Linuxerino Pasterino

I'm soon going to university to study Electronic Engineering, although this is unrelated I was wondering what Linux should I get into for a starter.

I've been interested in technology since I can remember, I know how programming is in general but it's not beyond any novice knowledge. I don't consider myself a very skillful person on these subjects, so I wish to start somewhere.

Any suggestions? Keep in mind I've already tried several Linux distros without success as to how to make them work properly (Debian, Fedora).

Install gentoo

4.14.5

What does that mean?

If you're just looking for something that works, any user friendly distro should be good. Mint, Manjaro, elementary, Ubuntu..

you probably mean GNU/Linux, or how I call it; GNU plus Linux. Linux is just the kernel used in GNU Operating Systems.

I have been running ubuntu mate for quite a while and I recently switched to manjaro but for beginners I still recommend ubuntu mate. I am a first year electrical engineering student and in my experience is running linux not really a problem as far as compatability goes allthough I'd advice you to learn how wine works. The only program we use that I can't get to work under linux is labview(a piece of trash but we need it for some reason) so I would recommend keeping a windows system/dualboot around.

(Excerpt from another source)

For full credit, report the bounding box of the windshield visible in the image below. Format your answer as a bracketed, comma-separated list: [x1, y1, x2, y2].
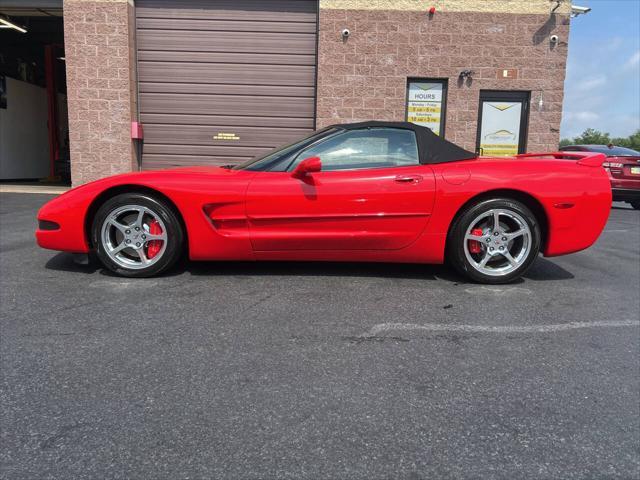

you're gonna fail, and also you won't learn anything in university if you really do "love technology" it's for schmucks now

You want to install Hannah Montana Linux or TempleOS for the greatest GNU[/][+]Linux experience. To further your skills as a programmer I suggest you learn the highly sophisticated Malbolge language or even HTML if you think you can handle the complexity.

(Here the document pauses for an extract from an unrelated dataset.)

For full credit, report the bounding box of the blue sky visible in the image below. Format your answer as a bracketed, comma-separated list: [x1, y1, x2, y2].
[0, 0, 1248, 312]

Windows. You need MATLAB anyway

Just keep a dual boot around

/thread

...

for programming go for a rolling distro, I like Opensuse coz if I want to progamm in java, what I have to do is just install the java rpm groups

Matlab is available on Linux. At least it runs on my Ubuntu.

>not using Octave

>reddit meme invalidates a valid opinion

>Implying everyone would stick to GNU utilities

Linux is a kernel. Install GNU/Linux.